D. EXCLUSIVE NATURE OF SERVICES. During the term of this Agreement, Employees services shall be exclusive to the Company. Notwithstanding the foregoing, Employee may perform such other work, whether for consideration or as a volunteer only if and to the extent that such other work does not interfere with Employees duties for the Company. Employee shall not make any investment of money or time in any business that is or may be competitive or which is being formed or organized to be competitive with or similar to or adverse to any of the Companys businesses, services, or product(s), whether such business is conducted by a proprietorship, partnership, corporation or other entity or venture.
E. OWNERSHIP OF PROCEEDS. Employee hereby expressly gives and grants, in perpetuity, to the Company exclusively, all rights of any kind and character whatsoever (including without limitation all now and hereafter existing common law, statutory and moral
rights throughout the world and regardless of whether such rights are now known) in and to Employees services pursuant to this Agreement and in and to the results and proceeds of such services. Employee shall not have any right, title, or interest in or to any material embodied in any program or other material produced by the Company and its affiliates regardless of any contributions thereto made by Employee.
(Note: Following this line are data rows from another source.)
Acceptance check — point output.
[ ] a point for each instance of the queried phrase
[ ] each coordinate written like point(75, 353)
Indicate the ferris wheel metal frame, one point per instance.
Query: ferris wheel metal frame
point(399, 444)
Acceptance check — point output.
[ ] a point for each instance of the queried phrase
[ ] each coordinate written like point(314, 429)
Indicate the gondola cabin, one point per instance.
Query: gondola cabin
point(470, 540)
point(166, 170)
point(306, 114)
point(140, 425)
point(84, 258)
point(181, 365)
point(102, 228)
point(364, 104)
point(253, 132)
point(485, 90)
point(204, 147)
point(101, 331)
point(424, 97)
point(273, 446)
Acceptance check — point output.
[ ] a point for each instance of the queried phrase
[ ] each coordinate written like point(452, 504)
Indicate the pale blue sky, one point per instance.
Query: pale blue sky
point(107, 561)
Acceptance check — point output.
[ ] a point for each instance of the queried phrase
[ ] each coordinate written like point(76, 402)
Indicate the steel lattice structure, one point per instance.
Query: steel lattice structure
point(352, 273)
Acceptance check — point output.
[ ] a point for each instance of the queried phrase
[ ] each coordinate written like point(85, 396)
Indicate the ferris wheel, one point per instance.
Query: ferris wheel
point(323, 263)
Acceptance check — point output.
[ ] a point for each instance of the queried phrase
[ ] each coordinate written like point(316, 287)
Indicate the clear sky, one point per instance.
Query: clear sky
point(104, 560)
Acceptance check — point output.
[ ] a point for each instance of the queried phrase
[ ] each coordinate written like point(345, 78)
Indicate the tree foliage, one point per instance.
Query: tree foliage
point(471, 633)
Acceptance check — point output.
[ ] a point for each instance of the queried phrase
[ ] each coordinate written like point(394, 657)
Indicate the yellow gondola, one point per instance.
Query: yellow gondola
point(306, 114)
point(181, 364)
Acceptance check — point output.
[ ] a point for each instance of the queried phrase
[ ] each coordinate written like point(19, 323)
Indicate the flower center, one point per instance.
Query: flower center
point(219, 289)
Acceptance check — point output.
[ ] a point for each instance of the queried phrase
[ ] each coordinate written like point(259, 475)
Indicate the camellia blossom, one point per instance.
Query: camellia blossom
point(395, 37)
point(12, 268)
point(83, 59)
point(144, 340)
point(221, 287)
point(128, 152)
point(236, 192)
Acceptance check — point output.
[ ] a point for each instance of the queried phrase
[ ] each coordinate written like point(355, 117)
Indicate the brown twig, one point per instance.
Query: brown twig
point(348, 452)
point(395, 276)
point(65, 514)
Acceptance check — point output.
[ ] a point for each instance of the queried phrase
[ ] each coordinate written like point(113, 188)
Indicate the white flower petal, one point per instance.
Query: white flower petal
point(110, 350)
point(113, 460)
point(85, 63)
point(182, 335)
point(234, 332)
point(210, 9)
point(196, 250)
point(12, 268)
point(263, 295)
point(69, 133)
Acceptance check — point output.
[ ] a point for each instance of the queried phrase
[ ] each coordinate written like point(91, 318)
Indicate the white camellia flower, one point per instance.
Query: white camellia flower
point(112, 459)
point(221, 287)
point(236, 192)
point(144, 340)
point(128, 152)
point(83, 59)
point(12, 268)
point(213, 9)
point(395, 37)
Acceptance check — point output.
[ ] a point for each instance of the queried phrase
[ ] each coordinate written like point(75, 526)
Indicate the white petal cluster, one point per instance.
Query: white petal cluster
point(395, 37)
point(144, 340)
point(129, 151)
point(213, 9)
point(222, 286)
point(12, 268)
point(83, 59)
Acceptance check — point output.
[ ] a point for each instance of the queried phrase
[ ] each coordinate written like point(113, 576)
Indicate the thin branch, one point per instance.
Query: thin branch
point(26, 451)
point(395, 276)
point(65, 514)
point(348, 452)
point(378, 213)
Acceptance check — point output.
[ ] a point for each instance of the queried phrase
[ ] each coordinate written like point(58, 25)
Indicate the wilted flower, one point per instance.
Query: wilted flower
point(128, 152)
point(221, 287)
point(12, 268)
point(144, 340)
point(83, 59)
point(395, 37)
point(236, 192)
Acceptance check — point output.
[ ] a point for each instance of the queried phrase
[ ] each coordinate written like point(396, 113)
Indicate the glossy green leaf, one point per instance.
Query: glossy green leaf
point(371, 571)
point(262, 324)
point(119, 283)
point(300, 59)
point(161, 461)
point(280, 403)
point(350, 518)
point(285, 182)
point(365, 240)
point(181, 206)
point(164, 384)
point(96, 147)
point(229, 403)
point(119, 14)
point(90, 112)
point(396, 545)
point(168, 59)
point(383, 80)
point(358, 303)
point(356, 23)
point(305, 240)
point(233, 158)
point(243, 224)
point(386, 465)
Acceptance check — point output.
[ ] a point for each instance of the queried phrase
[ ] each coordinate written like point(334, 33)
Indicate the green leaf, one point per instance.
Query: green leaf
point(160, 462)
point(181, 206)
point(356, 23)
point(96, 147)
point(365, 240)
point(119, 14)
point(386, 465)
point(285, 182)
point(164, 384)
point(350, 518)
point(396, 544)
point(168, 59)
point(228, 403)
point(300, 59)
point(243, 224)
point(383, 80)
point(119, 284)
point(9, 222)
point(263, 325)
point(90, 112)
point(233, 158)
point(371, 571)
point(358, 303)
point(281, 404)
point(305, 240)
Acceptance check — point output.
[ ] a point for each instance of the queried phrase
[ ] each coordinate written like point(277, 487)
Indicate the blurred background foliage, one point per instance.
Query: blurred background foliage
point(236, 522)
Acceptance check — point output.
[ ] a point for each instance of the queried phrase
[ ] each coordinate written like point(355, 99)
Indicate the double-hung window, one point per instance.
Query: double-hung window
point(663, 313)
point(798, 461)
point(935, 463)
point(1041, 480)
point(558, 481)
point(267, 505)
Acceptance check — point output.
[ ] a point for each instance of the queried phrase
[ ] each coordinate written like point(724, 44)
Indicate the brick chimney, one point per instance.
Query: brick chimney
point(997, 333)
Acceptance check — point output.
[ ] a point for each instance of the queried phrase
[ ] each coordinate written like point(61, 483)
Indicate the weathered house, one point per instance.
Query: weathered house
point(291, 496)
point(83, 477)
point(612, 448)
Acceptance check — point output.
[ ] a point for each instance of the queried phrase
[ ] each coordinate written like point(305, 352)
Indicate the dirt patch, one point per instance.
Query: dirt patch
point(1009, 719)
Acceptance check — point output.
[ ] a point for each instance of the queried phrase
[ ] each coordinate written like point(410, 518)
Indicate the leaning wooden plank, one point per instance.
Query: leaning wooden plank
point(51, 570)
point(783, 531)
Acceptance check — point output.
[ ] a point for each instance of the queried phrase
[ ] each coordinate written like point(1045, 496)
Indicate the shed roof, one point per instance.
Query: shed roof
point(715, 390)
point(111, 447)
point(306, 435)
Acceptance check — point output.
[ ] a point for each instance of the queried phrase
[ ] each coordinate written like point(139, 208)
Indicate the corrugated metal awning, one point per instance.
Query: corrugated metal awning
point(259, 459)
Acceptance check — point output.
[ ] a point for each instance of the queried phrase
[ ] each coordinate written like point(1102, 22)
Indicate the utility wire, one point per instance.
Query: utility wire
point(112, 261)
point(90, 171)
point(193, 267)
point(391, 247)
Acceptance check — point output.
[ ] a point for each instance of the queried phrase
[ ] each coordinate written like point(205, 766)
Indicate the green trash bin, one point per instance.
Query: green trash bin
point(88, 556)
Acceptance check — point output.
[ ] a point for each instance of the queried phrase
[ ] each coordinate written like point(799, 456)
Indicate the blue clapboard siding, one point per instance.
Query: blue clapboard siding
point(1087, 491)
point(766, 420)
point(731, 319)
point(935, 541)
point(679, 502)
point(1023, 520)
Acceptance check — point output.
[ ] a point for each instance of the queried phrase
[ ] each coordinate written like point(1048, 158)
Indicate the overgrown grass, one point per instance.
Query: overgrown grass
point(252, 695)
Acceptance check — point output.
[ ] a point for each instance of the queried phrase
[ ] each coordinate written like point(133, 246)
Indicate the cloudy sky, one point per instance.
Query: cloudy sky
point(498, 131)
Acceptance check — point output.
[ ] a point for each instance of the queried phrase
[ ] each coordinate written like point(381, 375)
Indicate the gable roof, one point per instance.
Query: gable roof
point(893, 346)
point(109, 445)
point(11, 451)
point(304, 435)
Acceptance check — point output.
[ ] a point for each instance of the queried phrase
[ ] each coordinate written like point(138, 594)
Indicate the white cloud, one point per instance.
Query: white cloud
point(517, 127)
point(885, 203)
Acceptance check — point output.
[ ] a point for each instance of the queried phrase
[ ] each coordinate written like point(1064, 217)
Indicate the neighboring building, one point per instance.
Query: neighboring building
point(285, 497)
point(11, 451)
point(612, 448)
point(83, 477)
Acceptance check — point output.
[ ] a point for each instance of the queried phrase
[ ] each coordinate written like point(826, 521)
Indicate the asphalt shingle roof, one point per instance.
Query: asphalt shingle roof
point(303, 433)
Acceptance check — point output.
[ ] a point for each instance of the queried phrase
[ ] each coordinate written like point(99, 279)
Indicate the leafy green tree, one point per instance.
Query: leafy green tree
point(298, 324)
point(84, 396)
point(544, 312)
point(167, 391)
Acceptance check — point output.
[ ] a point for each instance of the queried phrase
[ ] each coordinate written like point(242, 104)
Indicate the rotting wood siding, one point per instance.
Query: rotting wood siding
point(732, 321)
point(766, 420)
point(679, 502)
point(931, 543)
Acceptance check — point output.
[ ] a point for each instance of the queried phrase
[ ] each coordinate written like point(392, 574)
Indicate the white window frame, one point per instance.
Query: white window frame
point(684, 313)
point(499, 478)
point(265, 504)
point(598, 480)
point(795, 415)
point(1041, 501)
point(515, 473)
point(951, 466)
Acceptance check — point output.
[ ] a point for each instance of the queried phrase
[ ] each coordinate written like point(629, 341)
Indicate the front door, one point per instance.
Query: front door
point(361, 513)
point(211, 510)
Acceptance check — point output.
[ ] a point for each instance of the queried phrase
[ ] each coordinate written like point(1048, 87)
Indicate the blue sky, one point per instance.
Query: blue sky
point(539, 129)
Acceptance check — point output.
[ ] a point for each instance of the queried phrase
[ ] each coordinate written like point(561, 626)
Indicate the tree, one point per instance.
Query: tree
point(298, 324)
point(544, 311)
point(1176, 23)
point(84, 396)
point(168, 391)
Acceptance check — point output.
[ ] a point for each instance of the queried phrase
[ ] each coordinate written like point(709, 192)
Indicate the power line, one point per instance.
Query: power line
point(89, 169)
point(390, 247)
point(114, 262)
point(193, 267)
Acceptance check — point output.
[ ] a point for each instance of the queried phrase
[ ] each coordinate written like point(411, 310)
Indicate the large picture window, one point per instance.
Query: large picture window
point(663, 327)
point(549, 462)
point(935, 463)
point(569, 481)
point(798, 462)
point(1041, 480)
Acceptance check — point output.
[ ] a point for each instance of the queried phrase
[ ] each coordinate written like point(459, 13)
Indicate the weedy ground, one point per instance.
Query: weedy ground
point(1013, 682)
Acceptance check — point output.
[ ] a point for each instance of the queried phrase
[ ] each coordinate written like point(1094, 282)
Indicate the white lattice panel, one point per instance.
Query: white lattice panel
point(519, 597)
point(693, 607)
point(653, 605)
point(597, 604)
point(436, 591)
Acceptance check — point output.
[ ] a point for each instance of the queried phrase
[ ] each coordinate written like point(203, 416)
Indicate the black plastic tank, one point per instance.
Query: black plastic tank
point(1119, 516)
A. SALARY. Subject to the provisions of Section III.C and III.D. of this Agreement, as full and complete consideration for all services and materials furnished by Employee hereunder, during the original term of this Agreement, the Company shall pay to Employee a salary at the rate of Two Hundred Seventy-five Thousand ($275,000) per annum (less taxes and required withholdings). Employees salary shall be paid periodically in accordance with the Companys normal payroll practices. Assuming Employees continued employment, and assuming that the Company does not send the written notice that the Agreement will not be extended, the annual rate of salary shall increase by three percent (3%) on July 1, 2013 and each July 1 thereafter during the Term of this Agreement and any renewal period.
B. BONUS PLAN. Provided that Employee fully performs all material obligations hereunder, during the Term of this Agreement and any renewal period, the Company may pay to Employee a discretionary annual bonus in an amount up to Seventy-Five Thousand Dollars ($75,000) (less taxes and required withholdings) (the Bonus), based on Employees performance as judged by the Company in its sole discretion, as follows:
a. Provided that the Company has not sent the written notice to Employee set forth in Section I.C. hereof that this Agreement will not be extended, and provided that Employee has remained in the position of Chief Financial Officer through December 31 of each calendar year during the Term of this Agreement (December 31, 2013, December 31, 2014, and December 31, 2015), and provided Employee has performed all material obligations under this Agreement, then Thirty-Seven Thousand Five Hundred Dollars ( $37,500) of the potential Bonus may be payable for each calendar year during the term of this Agreement commencing with calendar year 2013.
b. The remaining Thirty-Seven Thousand Five Hundred Dollars ($37,500) of the potential Bonus may be payable in respect of each calendar year during the Term of this Agreement commencing with calendar year 2013 if (x) Employee has remained in the position of Chief Financial Officer through December 31 of each calendar year during the Term of this Agreement and the Company has not sent the written notice set forth in Section I.C hereof (December 31, 2013, December 31, 2014, and December 31, 2015), and (y) the Company has achieved the EBITDA goals established by the Company in its sole discretion for such calendar year.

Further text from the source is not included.